From my sources online, I determined that this riddle was a Vigenère cipher. Vigenère ciphers are similar to Caesar ciphers, except instead of the contacts 3 character shift, it has a shift that is based on a keyword. The keyword is repeated until it is the same length as the text to encode.  i.e. If LEMON was the keyword, you would repeat it like so

LEMONLEMONLEMONLEMON

for a message like

THISISASECRETMESSAGE

Then, you take the location of each letter in the alphabet and add them together to get the new letter (it's explained more complexly on wikipedia, but this is what it boils down to). This would produce the following secret message:

ELUGVDEESPCIFARDWMUR

Thus, to decode one of these, you simply need a keyword, and subtract the keyword's letters from the encoded message's.
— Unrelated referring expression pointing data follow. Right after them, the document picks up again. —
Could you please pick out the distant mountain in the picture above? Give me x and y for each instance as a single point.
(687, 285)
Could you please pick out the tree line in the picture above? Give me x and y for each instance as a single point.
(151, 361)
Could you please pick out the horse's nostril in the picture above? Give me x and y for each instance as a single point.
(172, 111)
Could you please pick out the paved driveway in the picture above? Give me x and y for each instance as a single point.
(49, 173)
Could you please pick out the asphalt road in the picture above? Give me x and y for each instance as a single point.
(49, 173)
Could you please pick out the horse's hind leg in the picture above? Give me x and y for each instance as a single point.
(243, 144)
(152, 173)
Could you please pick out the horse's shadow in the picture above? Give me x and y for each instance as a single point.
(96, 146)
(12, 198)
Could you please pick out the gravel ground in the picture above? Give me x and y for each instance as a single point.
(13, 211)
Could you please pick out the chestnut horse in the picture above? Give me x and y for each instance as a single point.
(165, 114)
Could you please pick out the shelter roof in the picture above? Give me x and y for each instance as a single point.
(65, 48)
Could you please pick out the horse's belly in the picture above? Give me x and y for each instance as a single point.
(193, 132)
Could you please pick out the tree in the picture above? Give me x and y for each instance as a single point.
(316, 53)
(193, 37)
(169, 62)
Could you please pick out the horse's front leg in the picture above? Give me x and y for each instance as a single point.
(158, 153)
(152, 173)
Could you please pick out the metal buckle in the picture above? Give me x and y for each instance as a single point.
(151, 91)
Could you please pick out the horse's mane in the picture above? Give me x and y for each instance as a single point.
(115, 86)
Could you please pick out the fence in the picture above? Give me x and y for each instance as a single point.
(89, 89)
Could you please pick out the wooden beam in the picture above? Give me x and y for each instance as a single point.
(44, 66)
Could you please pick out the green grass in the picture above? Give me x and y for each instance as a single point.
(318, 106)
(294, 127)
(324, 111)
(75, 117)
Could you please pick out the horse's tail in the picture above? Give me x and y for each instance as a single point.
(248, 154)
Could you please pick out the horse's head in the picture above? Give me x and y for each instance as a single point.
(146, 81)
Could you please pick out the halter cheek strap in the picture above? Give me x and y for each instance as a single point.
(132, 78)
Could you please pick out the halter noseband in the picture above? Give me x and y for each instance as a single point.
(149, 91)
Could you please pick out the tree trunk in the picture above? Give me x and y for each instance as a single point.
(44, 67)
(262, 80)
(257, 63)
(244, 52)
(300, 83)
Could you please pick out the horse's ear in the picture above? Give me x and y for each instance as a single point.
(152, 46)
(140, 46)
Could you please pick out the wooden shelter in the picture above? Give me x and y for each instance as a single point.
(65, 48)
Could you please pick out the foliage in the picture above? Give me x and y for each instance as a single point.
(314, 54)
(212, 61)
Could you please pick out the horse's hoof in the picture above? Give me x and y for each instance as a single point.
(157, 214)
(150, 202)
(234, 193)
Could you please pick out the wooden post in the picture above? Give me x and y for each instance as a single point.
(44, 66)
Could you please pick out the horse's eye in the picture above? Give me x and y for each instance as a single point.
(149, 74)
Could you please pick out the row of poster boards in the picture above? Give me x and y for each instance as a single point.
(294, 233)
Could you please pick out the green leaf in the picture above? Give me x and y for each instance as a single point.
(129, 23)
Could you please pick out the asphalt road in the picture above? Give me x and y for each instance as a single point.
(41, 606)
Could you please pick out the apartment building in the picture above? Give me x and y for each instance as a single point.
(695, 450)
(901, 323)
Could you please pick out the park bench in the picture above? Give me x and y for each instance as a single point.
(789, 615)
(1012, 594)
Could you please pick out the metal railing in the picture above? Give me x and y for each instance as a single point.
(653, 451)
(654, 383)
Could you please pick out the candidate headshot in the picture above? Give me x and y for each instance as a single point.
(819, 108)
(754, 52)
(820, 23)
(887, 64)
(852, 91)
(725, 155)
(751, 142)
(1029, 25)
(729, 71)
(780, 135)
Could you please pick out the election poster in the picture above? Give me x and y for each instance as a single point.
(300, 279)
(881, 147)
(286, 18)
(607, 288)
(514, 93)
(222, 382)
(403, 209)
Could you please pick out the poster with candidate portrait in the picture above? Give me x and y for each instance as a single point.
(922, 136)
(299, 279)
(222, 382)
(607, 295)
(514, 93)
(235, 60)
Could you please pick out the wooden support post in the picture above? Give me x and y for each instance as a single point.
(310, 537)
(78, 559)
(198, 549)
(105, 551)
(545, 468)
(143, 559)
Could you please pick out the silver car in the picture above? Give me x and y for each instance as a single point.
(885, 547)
This is the ruby script I wrote to do this:


file = File.new("vigenere.txt", "r")
cypher = file.gets
file.close

$key = {}
keyword = ARGV[0]


$letterArray = ["A","B","C","D","E","F","G","H","I","J","K","L","M","N","O","P","Q","R","S","T","U","V","W","X","Y","Z"]

string = ""
count = 0
cypher.each_byte { |i|
   if(i.chr == " ")
      string = string + " "
   else
      keywordLetter = keyword.split('')[count%keyword.length]
      offset = $letterArray.index(keywordLetter)
      index = $letterArray.index(i.chr)
      string = string + $letterArray[(index-offset)%26]
      count+=1
   end
}
puts "\n"+string+"\n\n"

The script takes a single argument, which is the keyword, and tries to decode the message. With that taken care of, all that was left was to guess the keyword. Judging by the previous messages, the keyword had something to do with a harp or a chord or something. I tried pretty much everything I could think of, and then tried RADIUS after looking at the cipher's achievements page. The secret message:

Being part of a bad riddle that nobody cares about.